I have added this to my agenda with @kzimmerman to discuss, especially in the context of data stewardship.

mpopov added a subscriber: mpopov.
mpopov triaged this task as Low priority.Jul 5 2022, 5:06 PM
mpopov added subscribers: Mayakp.wiki, EChetty.

@kzimmerman will sync on this with @Mayakp.wiki

Hi @EYener, @EChetty and I spoke briefly about this and wanted to know the calculated metrics and columns that you would like to add to the existing pageview datasets.
We can decide the best approach once we get an idea of what FR is interested in. Thanks!

@JMando : could you perhaps provide the calculated metrics and columns that FR would like to add to the pageview datasets ?

I believe we wanted to be able to add fiscal year (FY1920, FY2021, FY2122, etc.) along with groupings for our fundraising campaigns using a combo of project and country_code (en6c, India, Japan, Bundle, etc.).

Fiscal Year example code (mysql syntax, but believe we can make something similar work too):

CASE
	WHEN MONTH(date) < 7 THEN CONCAT('FY', RIGHT(CAST(YEAR(date) - 1 AS CHAR), 2),
        RIGHT(CAST(YEAR(date) AS CHAR), 2))
    WHEN MONTH(date) >= 7 THEN CONCAT('FY', RIGHT(CAST(YEAR(date) AS CHAR), 2),
        RIGHT(CAST(YEAR(date) + 1 AS CHAR), 2))
    END AS fiscal_year

India, for example, would be:

project IN ('hi.wikipedia', 'en.wikipedia') AND country_code IN ('IN') THEN 'India Campaign'

Thanks @JMando .
To make sure I understand, something like

  1. fiscal_year column for all the records in both the tables
  2. fr_campaign column which will be populated for the pageview records where the campaign was running.
    • Example: pageviews from Nov 25 - Dec 31 from US, CA, IE, GB, NZ, AU will have a value like 'en6c Campaign'

That is right. With the addition that we would also want to limit to the language wiki we fundraised in for the campaign (like en.wikipedia for en6c).

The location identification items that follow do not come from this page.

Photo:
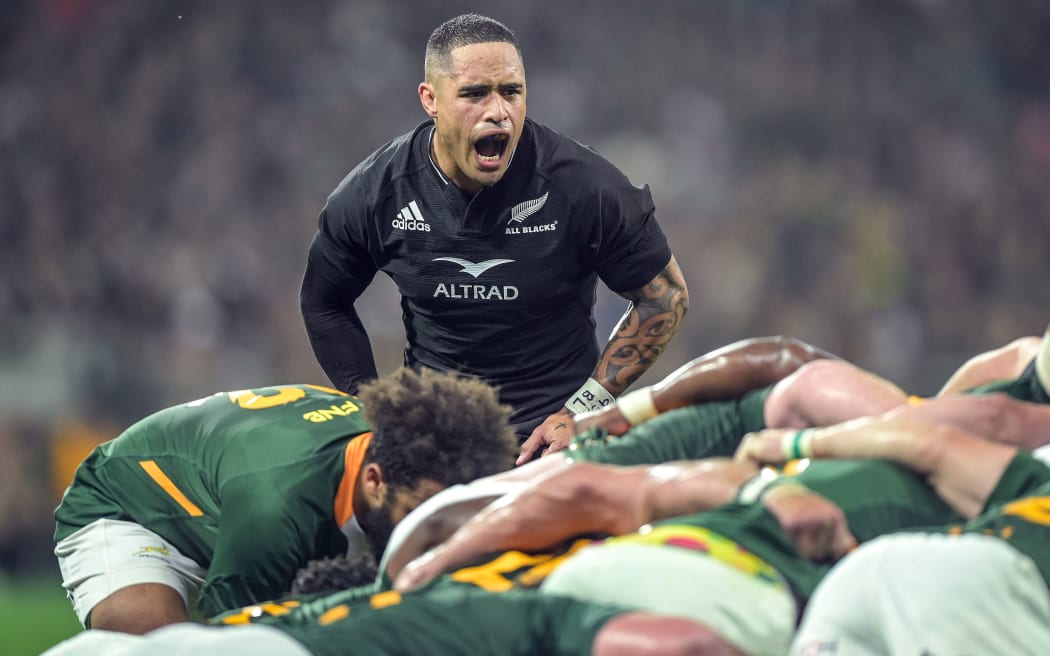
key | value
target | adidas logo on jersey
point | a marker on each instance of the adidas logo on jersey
(410, 218)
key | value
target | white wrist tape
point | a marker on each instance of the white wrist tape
(590, 397)
(1043, 363)
(753, 489)
(637, 406)
(797, 444)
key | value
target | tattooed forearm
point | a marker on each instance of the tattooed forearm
(655, 312)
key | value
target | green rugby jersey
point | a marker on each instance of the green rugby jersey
(1019, 511)
(1025, 387)
(250, 484)
(485, 609)
(877, 496)
(701, 430)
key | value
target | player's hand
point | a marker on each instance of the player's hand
(609, 418)
(817, 527)
(762, 447)
(550, 437)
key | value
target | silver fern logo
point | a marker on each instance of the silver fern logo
(523, 210)
(475, 269)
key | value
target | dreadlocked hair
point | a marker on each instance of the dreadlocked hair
(435, 425)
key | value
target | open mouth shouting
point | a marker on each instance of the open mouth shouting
(489, 150)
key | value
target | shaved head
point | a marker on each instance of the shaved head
(465, 29)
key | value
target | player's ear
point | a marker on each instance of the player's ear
(428, 99)
(373, 484)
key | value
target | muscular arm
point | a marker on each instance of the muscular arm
(1001, 363)
(336, 333)
(655, 312)
(652, 318)
(963, 467)
(726, 373)
(583, 498)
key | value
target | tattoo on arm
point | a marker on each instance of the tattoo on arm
(655, 312)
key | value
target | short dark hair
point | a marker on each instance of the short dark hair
(435, 425)
(465, 29)
(335, 573)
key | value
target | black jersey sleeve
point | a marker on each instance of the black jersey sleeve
(633, 249)
(339, 268)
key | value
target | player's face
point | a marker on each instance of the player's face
(478, 106)
(378, 523)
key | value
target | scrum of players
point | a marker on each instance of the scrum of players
(767, 498)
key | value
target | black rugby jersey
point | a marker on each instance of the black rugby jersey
(501, 284)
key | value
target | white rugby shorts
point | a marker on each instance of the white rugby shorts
(109, 554)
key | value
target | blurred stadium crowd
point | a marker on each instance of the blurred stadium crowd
(870, 177)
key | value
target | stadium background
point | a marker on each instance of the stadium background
(869, 176)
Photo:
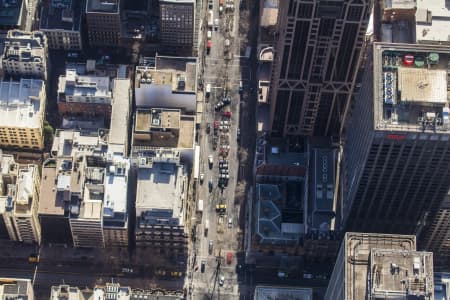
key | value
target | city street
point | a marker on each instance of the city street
(219, 234)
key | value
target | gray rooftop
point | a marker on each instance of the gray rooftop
(103, 6)
(11, 12)
(282, 293)
(160, 188)
(61, 15)
(395, 274)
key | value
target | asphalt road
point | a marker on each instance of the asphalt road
(223, 69)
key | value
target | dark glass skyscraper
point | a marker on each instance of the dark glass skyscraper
(318, 52)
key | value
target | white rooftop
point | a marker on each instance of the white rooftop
(116, 182)
(436, 27)
(118, 133)
(160, 187)
(68, 142)
(76, 85)
(21, 104)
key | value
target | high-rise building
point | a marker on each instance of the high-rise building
(177, 25)
(381, 266)
(25, 54)
(317, 53)
(22, 106)
(397, 150)
(103, 22)
(61, 22)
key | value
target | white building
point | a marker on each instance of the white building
(115, 219)
(25, 54)
(19, 201)
(22, 107)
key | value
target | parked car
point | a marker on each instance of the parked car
(202, 266)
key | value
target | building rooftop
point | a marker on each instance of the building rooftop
(282, 293)
(160, 127)
(70, 142)
(11, 12)
(120, 114)
(432, 21)
(21, 103)
(66, 292)
(280, 213)
(103, 6)
(161, 187)
(25, 46)
(170, 83)
(51, 200)
(25, 190)
(15, 289)
(323, 186)
(411, 88)
(77, 86)
(357, 248)
(61, 15)
(116, 187)
(398, 273)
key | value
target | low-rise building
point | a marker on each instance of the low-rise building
(84, 94)
(282, 293)
(25, 54)
(14, 288)
(120, 117)
(161, 200)
(22, 106)
(13, 14)
(61, 22)
(19, 201)
(381, 266)
(103, 22)
(115, 217)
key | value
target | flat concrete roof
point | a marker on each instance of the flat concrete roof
(21, 104)
(282, 293)
(120, 113)
(160, 187)
(103, 6)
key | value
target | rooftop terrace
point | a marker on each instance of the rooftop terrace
(411, 87)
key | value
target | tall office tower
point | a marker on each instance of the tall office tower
(103, 22)
(397, 150)
(317, 54)
(381, 266)
(177, 25)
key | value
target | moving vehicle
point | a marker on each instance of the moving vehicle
(229, 257)
(208, 89)
(210, 18)
(210, 161)
(210, 246)
(210, 185)
(202, 266)
(206, 227)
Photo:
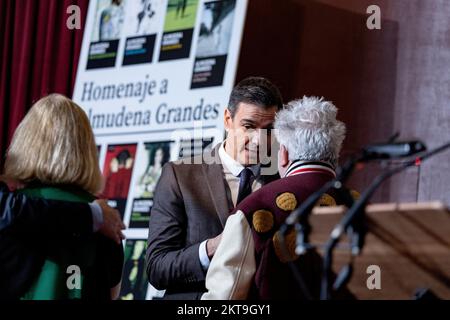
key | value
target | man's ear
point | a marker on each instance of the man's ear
(284, 156)
(227, 119)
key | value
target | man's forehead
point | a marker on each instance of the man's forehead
(254, 111)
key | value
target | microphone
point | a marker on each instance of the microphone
(357, 212)
(393, 150)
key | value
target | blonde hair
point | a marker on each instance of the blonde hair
(54, 144)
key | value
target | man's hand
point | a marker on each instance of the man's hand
(211, 245)
(112, 224)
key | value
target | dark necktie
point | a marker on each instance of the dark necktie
(245, 184)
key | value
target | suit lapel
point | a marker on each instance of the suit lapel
(215, 183)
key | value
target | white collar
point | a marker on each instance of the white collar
(300, 167)
(228, 162)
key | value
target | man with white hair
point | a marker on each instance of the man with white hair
(249, 262)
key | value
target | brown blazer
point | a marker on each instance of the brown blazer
(191, 204)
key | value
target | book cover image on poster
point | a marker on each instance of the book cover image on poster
(178, 29)
(144, 21)
(148, 170)
(117, 171)
(108, 24)
(213, 43)
(134, 278)
(194, 147)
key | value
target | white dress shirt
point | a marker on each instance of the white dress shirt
(231, 171)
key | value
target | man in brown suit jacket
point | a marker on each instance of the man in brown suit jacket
(193, 198)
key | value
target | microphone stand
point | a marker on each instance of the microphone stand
(356, 212)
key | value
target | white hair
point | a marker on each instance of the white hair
(309, 130)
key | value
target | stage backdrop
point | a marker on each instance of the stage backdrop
(154, 78)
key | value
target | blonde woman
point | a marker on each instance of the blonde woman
(53, 156)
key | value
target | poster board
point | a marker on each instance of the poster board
(154, 78)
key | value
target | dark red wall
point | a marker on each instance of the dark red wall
(382, 81)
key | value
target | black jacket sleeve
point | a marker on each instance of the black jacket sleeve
(44, 217)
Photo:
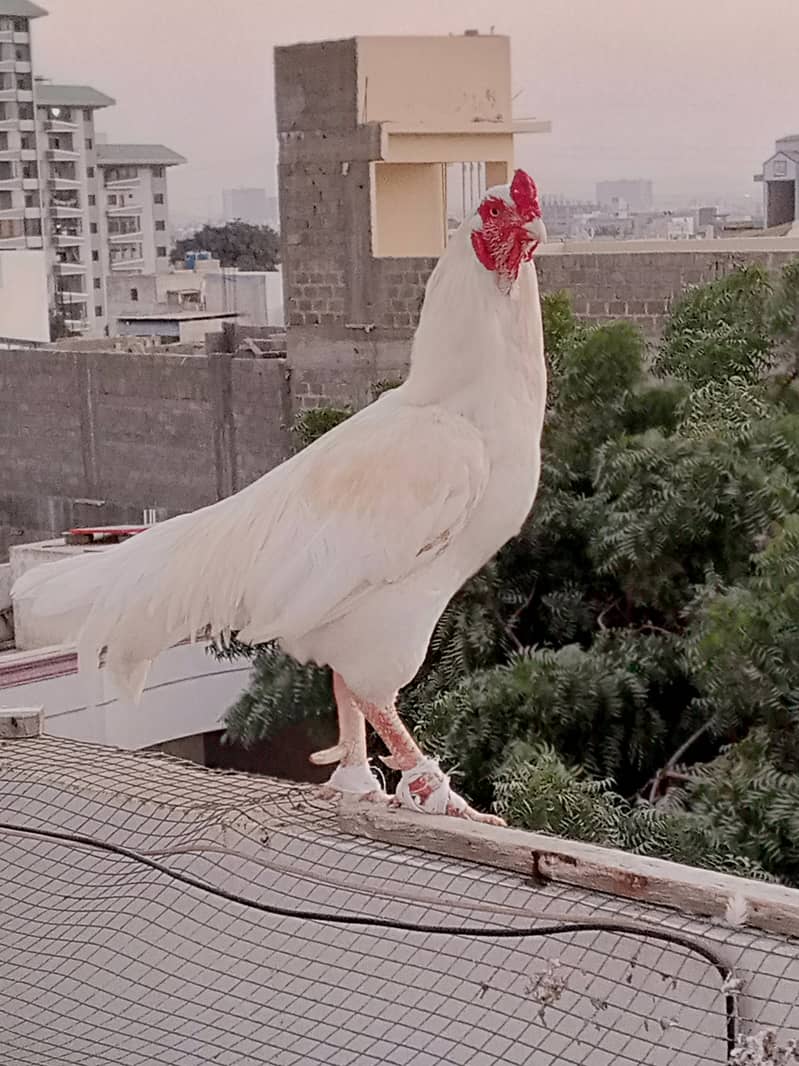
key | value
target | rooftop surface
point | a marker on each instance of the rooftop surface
(144, 155)
(173, 316)
(50, 95)
(264, 952)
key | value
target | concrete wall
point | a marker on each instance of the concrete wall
(339, 364)
(639, 280)
(97, 437)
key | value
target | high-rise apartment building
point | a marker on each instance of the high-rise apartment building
(95, 208)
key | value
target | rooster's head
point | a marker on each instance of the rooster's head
(507, 228)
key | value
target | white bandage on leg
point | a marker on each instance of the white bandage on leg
(425, 788)
(358, 779)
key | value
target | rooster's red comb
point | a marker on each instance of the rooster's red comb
(524, 194)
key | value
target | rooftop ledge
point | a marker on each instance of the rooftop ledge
(553, 859)
(715, 244)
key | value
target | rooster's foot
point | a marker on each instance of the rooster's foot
(358, 779)
(425, 789)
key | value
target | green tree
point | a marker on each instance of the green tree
(234, 244)
(626, 669)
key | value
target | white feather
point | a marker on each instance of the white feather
(348, 551)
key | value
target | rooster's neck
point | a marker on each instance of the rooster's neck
(478, 350)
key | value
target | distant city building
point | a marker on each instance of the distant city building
(136, 205)
(636, 194)
(86, 205)
(565, 217)
(249, 205)
(780, 177)
(255, 297)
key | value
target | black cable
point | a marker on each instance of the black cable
(478, 932)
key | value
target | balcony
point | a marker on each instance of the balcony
(66, 240)
(124, 182)
(69, 268)
(55, 181)
(121, 209)
(64, 209)
(132, 238)
(127, 262)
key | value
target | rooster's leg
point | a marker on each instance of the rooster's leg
(353, 774)
(423, 786)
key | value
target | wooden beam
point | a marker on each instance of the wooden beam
(543, 859)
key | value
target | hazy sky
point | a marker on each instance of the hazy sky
(690, 93)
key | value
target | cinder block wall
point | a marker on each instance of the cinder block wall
(93, 438)
(351, 317)
(640, 286)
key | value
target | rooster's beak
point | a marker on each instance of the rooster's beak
(536, 229)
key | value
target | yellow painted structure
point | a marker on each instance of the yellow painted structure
(438, 101)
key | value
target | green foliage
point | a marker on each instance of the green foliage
(720, 329)
(234, 244)
(626, 669)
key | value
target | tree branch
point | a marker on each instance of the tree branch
(668, 771)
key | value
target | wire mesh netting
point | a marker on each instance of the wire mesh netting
(107, 957)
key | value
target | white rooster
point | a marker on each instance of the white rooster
(348, 552)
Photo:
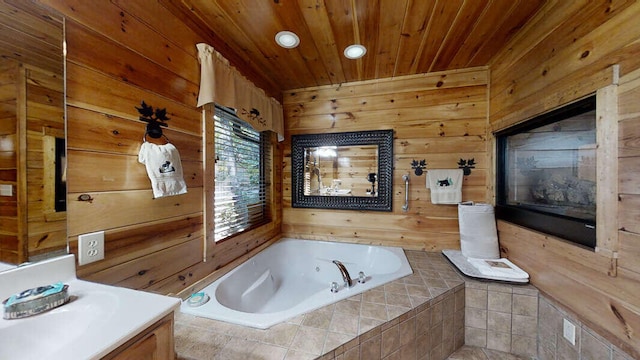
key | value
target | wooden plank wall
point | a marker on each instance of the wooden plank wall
(11, 250)
(564, 54)
(438, 117)
(119, 54)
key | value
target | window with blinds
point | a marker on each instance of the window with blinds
(243, 155)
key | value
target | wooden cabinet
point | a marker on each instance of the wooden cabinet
(154, 343)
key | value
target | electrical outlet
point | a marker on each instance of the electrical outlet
(6, 190)
(90, 247)
(569, 331)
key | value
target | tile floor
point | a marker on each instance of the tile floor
(475, 353)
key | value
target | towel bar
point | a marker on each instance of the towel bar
(405, 207)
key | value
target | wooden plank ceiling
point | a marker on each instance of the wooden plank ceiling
(402, 36)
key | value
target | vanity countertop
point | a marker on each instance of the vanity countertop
(98, 318)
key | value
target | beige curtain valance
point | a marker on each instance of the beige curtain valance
(223, 84)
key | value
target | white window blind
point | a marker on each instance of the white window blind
(241, 199)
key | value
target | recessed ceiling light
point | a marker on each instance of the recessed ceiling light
(355, 51)
(287, 39)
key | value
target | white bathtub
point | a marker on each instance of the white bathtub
(292, 277)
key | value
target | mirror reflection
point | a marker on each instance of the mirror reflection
(32, 133)
(348, 171)
(341, 170)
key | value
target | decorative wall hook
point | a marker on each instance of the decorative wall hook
(154, 119)
(467, 165)
(419, 166)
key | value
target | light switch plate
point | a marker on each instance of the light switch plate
(90, 247)
(569, 331)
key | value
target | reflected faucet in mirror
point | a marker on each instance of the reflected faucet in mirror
(372, 177)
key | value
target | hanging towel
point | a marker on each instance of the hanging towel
(445, 185)
(478, 233)
(164, 169)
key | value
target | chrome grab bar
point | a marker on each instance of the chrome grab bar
(405, 207)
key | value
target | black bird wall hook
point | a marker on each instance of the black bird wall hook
(154, 119)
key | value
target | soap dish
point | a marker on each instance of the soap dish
(35, 301)
(197, 299)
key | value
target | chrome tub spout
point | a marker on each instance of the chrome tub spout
(345, 274)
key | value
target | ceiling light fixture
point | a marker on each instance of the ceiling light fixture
(287, 39)
(355, 51)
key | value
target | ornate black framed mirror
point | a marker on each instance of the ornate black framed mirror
(348, 171)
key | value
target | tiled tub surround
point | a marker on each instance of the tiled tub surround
(588, 345)
(425, 316)
(520, 320)
(501, 317)
(420, 316)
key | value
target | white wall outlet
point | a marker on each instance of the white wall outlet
(6, 190)
(569, 331)
(90, 247)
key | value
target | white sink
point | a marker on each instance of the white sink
(97, 320)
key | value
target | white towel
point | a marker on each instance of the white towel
(478, 232)
(445, 185)
(164, 169)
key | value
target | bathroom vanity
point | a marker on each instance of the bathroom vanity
(155, 342)
(99, 321)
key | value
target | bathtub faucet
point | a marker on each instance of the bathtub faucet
(345, 274)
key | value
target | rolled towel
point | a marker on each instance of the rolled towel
(478, 232)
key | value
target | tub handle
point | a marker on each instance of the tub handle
(405, 207)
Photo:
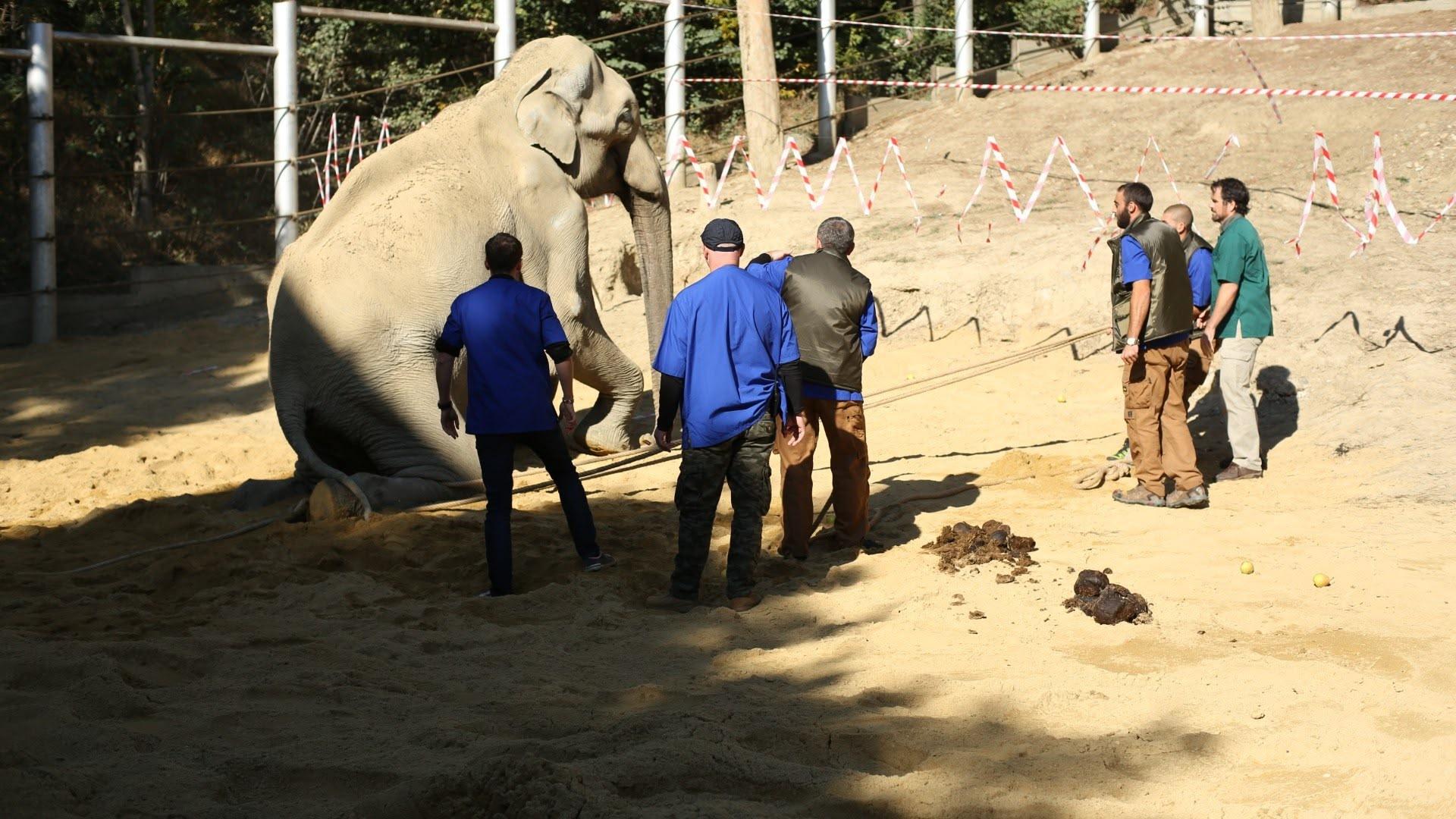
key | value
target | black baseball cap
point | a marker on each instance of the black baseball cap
(723, 235)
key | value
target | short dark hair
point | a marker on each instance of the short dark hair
(503, 253)
(1139, 194)
(1234, 191)
(836, 234)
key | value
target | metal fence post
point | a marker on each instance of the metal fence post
(39, 86)
(676, 89)
(506, 36)
(965, 55)
(286, 124)
(1091, 27)
(827, 89)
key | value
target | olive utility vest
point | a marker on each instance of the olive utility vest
(1171, 308)
(827, 297)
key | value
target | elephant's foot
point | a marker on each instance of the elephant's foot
(256, 494)
(332, 500)
(603, 428)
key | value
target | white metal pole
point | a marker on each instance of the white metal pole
(506, 36)
(827, 89)
(676, 89)
(965, 57)
(1091, 27)
(286, 124)
(39, 86)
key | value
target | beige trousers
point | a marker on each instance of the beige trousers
(1235, 381)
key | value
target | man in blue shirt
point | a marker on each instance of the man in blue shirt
(1199, 253)
(835, 318)
(728, 349)
(506, 330)
(1152, 319)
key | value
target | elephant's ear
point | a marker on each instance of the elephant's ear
(549, 112)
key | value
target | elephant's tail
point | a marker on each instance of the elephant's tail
(293, 420)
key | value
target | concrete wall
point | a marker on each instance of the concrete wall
(152, 297)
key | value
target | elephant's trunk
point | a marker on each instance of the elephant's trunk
(645, 199)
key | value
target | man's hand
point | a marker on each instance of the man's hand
(449, 422)
(568, 416)
(794, 428)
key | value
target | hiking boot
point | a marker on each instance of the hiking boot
(789, 554)
(743, 604)
(603, 560)
(1196, 497)
(1237, 472)
(1138, 496)
(670, 602)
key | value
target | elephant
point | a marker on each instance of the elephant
(356, 305)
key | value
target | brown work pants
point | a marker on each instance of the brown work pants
(1158, 420)
(849, 464)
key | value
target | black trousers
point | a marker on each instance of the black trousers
(743, 461)
(497, 461)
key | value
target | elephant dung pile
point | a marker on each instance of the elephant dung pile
(963, 545)
(1107, 602)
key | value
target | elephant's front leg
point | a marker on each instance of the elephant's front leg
(598, 360)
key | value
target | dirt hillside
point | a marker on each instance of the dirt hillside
(344, 668)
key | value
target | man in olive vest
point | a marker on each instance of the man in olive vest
(1152, 319)
(835, 318)
(1200, 276)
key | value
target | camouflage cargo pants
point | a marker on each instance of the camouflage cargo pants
(745, 463)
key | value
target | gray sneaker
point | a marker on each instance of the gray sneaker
(1196, 497)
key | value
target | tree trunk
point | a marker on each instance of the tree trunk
(1269, 17)
(761, 99)
(143, 74)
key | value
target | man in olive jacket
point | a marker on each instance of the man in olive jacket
(835, 318)
(1152, 319)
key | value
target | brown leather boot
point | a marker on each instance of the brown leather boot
(1237, 472)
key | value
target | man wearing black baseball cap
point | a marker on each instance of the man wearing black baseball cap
(728, 349)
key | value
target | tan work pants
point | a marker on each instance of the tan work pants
(1158, 420)
(1237, 381)
(843, 425)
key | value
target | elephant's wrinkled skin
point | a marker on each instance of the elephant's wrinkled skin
(356, 305)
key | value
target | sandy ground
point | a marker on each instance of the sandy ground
(343, 668)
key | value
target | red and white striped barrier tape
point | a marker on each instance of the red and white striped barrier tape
(1407, 95)
(1232, 140)
(1379, 194)
(1078, 37)
(1260, 76)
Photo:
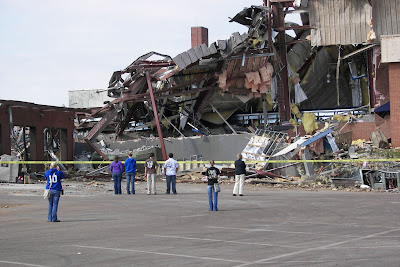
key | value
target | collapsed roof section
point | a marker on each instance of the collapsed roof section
(249, 71)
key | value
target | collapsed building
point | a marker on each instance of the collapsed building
(262, 89)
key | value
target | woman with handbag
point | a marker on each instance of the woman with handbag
(212, 186)
(53, 190)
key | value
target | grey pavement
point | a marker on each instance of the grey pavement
(266, 227)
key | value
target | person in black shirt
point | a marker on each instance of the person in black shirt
(212, 175)
(240, 172)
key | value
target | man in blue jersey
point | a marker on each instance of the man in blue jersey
(54, 177)
(170, 168)
(130, 171)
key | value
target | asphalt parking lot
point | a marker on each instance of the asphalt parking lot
(266, 227)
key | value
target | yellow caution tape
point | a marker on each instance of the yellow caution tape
(206, 161)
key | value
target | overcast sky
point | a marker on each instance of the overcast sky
(49, 47)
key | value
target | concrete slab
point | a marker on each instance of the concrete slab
(265, 227)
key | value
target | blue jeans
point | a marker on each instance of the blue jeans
(130, 179)
(213, 206)
(53, 205)
(171, 178)
(117, 176)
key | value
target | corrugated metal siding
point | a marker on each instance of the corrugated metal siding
(386, 14)
(339, 21)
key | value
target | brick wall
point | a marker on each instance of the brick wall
(383, 124)
(394, 89)
(199, 35)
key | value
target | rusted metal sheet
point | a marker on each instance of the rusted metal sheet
(342, 22)
(386, 14)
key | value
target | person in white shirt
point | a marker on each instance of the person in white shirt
(170, 168)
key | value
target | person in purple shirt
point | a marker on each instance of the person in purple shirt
(117, 169)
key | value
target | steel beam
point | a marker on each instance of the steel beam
(222, 117)
(372, 97)
(283, 84)
(153, 103)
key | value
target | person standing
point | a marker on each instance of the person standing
(240, 172)
(117, 169)
(130, 172)
(54, 177)
(150, 167)
(212, 175)
(170, 168)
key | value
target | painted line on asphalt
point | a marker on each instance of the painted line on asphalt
(336, 224)
(224, 241)
(194, 215)
(315, 248)
(278, 231)
(161, 253)
(23, 263)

Right! ok. I will discuss further with the team and get back to you.

Mayakp.wiki renamed this task from [REQUEST] Edit access: druid.pageviews_daily & druid.pageviews_hourly to [REQUEST] Add new Fundraising dimensions to druid.pageviews_daily & druid.pageviews_hourly.Sep 6 2022, 9:30 PM
Mayakp.wiki removed kzimmerman as the assignee of this task.
Mayakp.wiki moved this task from Triage to Tracking on the Product-Analytics board.
Mayakp.wiki added a project: Data-Engineering.
Mayakp.wiki removed a subscriber: EYener.

Per discussion in today's Board Refinement meeting moving this task to Tracking for Product Analytics as the scope of this task has been changed.
Assigning the task to data-engineering to fulfill the request.

EChetty set the point value for this task to 5.Nov 28 2022, 8:19 PM
EChetty moved this task from To be prioritised to Discussed & Estimated on the Data Pipelines board.